Majority of transactions in kirana stores are cash based transactions. This is mainly because these transactions are usually small ticket transactions and customers as well as the kirana store owners feel more comfortable with these transactions. Before the advent of mobile payment systems, cashless transactions had to be processed using a combination of POS machine (card reader) and a debit/credit card. These systems are costly investments for store owners as they usually have to pay a transaction fee (around 2 %) to the card reader issuing financial institution (which again gets distributed among other stakeholders in the payment supply chain). Also, some of them are afraid of conducting a wrong transaction which could affect both the customer as well as them. Others are apprehensive about being tracked (by the government and becoming a part of the tax base) if they adopt cashless modes. Some merchants also provide credit facility to the customers and feel that would be difficult if they adopt cashless transactions.

However, the benefits of going cashless over the long term would offset the initial investments and discomfort that the kirana store owners might have. The benefits, as mentioned below are manifold.
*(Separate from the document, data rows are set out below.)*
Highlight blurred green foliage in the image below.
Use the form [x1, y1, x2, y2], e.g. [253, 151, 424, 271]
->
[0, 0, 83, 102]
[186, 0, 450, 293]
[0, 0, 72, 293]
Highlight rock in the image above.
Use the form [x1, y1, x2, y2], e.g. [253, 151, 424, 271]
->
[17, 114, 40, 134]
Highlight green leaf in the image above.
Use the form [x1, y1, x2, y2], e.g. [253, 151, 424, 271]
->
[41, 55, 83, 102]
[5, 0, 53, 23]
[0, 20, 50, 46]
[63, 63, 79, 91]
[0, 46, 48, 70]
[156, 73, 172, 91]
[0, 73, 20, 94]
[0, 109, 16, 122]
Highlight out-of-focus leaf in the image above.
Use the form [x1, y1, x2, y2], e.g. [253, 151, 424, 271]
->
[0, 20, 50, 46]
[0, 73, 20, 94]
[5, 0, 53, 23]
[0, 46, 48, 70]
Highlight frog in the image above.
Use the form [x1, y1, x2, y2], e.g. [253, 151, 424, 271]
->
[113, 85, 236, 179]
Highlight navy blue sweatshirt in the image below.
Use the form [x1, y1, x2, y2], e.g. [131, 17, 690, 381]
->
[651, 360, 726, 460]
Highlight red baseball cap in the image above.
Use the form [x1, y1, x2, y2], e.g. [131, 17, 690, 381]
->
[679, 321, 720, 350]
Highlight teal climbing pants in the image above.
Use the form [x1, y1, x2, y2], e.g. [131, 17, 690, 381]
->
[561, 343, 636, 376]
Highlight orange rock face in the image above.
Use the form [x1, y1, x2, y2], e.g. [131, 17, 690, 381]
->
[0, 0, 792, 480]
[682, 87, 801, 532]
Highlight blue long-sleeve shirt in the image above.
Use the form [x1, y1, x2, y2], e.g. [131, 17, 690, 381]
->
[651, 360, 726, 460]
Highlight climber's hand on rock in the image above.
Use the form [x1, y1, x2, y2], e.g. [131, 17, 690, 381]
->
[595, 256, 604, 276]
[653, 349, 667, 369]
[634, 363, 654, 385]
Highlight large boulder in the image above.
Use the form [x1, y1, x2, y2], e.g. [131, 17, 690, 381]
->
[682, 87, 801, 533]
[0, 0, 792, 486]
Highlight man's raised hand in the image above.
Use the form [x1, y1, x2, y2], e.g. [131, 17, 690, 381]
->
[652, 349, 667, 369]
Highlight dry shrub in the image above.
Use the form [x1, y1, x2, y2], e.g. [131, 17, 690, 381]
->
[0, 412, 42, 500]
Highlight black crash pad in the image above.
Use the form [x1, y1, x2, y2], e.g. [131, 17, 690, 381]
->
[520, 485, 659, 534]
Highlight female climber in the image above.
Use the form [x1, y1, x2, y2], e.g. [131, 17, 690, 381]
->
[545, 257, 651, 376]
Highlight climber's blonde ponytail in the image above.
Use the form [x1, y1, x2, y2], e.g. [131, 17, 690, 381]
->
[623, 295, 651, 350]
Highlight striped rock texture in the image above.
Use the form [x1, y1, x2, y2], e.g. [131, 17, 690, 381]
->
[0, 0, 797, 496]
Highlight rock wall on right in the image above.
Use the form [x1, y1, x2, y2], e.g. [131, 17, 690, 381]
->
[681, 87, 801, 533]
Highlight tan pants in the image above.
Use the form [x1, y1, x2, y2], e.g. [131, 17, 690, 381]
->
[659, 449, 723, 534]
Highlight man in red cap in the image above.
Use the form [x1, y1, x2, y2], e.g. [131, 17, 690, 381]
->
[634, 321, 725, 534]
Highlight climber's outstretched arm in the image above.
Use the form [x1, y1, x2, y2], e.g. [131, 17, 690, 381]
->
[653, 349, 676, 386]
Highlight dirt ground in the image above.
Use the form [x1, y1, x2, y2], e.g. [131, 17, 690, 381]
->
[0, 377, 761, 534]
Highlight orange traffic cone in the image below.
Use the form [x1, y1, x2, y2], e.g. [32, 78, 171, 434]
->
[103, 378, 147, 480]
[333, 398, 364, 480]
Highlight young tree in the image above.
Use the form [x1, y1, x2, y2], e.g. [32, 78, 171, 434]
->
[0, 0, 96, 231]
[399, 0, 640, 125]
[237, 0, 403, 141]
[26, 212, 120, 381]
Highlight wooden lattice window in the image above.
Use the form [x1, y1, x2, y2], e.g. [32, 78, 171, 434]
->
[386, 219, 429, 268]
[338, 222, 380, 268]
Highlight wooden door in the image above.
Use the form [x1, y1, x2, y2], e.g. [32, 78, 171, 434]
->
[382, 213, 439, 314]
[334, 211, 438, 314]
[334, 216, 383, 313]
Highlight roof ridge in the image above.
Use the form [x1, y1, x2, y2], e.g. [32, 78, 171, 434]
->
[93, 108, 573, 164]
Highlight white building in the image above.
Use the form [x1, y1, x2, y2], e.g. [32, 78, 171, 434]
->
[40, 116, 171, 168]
  1. When transactions between the merchant and the customer happen by the means of cash (and usually without receipts), the merchant has very little knowledge of the depleting inventories and he has to rely on his memory to place future orders with his suppliers. As they move towards more cashless modes of transactions, all transactions will be recorded and simple solutions can be built on the top of it that can help the merchants manage their inventories effectively

  2. Apart from helping them save costs through better inventory management, the merchants have an added advantage of better cash management. As they no more have to store cash that gets accumulated over the day, separate storage and security facilities need not be maintained.

  3. Cashless transactions automatically get reported in the merchant’s bank account. This also builds a transaction history based on which the merchant can avail loans/overdraft facility easily from financial institutions, which can be used in further development of his/her business.

  4. Even though the kirana store owner might not able to provide credit facility, he can certainly pass on some of the cost benefits that he is realizing to the customers. This way he does not have to worry about retention of customers as well.

The cashless payment ecosystem has changed a lot in India over the last few years. With the introduction of IMPS and other third party mobile payment systems, the consumers are empowered with easy to use and low-cost payment solutions. Consumer adoption of mobile wallets is on a high with a current customer base of around 125 million (as per a study by RNCOS). Also, given the government’s financial inclusion initiatives such as the bank accounts opened through Pradhan Mantri Jan Dhan Yojana (PMJDY) and the newly licensed payments banks, it would be easier for everyone in the system to adopt cashless modes of transactions. The other benefit from these newly licensed payment banks would be that each kirana stores would become a bank by itself. Assuming that kirana store owners in rural areas are relatively well-off and would be able to maintain some amount of cash, they could act as a cash-out points in rural areas where ATMs are far and few. This would be an alternative source of income for them.

Having said that, a lot depends on the consumer and his/her behavior. Government and related bodies should not only sensitize the customers but also provide incentives (such as tax breaks) for them to adopt cashless transactions. Given, the huge chunk of contribution of kirana store supply chain in the GDP, it would be a win-win for all the stakeholders to move towards a more cashless economy.